Gene therapy with fidanacogene elaparvovec results in less bleeding than FIX prophylaxis in adult patients with hemophilia B. This is the conclusion of Adam Cuker (Perelman School of Medicine, University of Pennsylvania, Philadelphia, USA) and fellow researchers based on the results of the BENEGENE- 2 study, which were recently published in The New England Journal of Medicine.
BENEGENE-2
Fidanacogene elaparvovec is an adenoviral vector (AAV) designed to carry the highly active transgene FIX-R338Leither FIX-Paduaconvey and express. In the international phase III study BENEGENE-2, patients with hemophilia B received fidanacogene elaparvovec (5 x 1011 genome copies per kg body weight) intravenously as a single dose. Participants were men aged 18-65 years with moderate or severe haemophilia (FIX activity ≤2%) who had received at least 6 months of FIX prophylaxis in the BENEGENE-1 pre-infusion study. Patients with neutralizing anti-AAV antibodies or FIX inhibitors, among others, were excluded from participation. The primary outcome measure was the annualized bleeding rate (ABR), measured from 12 weeks to 15 months after the infusion and compared with the pre-infusion phase. Key secondary outcome measures were the ABR of treated bleeding, the annual frequency of infusion of exogenous FIX (AIR) and the FIX activity. The safety of the gene therapy was also assessed.
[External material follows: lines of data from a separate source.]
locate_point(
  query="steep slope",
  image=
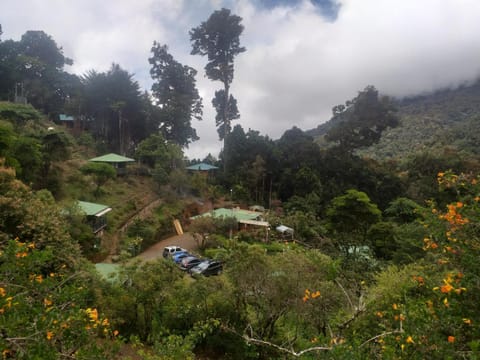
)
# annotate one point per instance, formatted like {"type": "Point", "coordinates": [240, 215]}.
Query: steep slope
{"type": "Point", "coordinates": [433, 121]}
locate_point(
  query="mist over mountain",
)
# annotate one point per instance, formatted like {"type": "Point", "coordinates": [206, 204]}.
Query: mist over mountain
{"type": "Point", "coordinates": [428, 122]}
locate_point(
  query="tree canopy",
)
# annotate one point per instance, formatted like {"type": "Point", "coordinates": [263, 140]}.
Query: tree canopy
{"type": "Point", "coordinates": [176, 94]}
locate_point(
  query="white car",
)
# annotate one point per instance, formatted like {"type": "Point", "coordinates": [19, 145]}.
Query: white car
{"type": "Point", "coordinates": [168, 251]}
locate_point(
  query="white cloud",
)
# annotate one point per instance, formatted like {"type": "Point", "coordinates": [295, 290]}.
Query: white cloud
{"type": "Point", "coordinates": [298, 64]}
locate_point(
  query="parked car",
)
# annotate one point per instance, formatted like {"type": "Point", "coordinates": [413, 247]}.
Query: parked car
{"type": "Point", "coordinates": [171, 250]}
{"type": "Point", "coordinates": [179, 255]}
{"type": "Point", "coordinates": [189, 262]}
{"type": "Point", "coordinates": [207, 268]}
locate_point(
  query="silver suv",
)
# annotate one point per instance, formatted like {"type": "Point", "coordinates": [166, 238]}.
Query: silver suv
{"type": "Point", "coordinates": [169, 251]}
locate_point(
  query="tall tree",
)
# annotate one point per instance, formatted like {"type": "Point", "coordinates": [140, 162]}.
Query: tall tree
{"type": "Point", "coordinates": [176, 94]}
{"type": "Point", "coordinates": [219, 39]}
{"type": "Point", "coordinates": [114, 101]}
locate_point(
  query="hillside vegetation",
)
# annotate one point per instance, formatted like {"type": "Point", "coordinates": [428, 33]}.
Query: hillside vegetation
{"type": "Point", "coordinates": [427, 123]}
{"type": "Point", "coordinates": [380, 260]}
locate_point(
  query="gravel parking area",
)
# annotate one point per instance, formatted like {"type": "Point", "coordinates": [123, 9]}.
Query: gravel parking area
{"type": "Point", "coordinates": [155, 251]}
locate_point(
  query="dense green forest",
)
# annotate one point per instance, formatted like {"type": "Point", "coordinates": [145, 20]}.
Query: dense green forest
{"type": "Point", "coordinates": [383, 199]}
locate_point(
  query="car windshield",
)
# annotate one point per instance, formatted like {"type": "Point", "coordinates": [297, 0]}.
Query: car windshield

A total of 45 patients received fidanacogene elaparvovec (mean age: 33.2 years), of whom 44 patients were followed for at least 15 months. Gene therapy with fidanacogene elaparvovec led to a 71% lower ABR in the post-infusion phase compared to FIX prophylaxis in the pre-infusion phase (1.28 vs. 4.42; difference [95%-BI]): -3,15 [-5,46 tot -0,83; p=0,008). De ABR van behandelde bloedingen daalde met 78%, van 3,34 in de pre-infusiefase naar 0,73 in de post-infusiefase (verschil [95%-BI]): -2,61 [-4,27 tot -0,96]; p=0.002). Also, treatment with fidanacogene elaparvovec resulted in a 92% lower AIR of exogenous FIX in the post-infusion phase, compared to FIX prophylaxis in the pre-infusion phase (4.54 vs. 58.83; difference [95%-BI]: -54,29 [-63,58 tot -45,01]; p
Adverse events
One or more adverse events (AEs) occurred in 38 patients (84%), of which an elevated ALT concentration (27%) was the most common. 28 patients (62%) had to be treated with glucocorticoids due to an increased ALT concentration and/or decreased FIX activity. One or more serious AEs occurred in 7 patients (16%). None of the patients developed a serious infusion-related AE, thrombotic event, FIX inhibitors or malignancy.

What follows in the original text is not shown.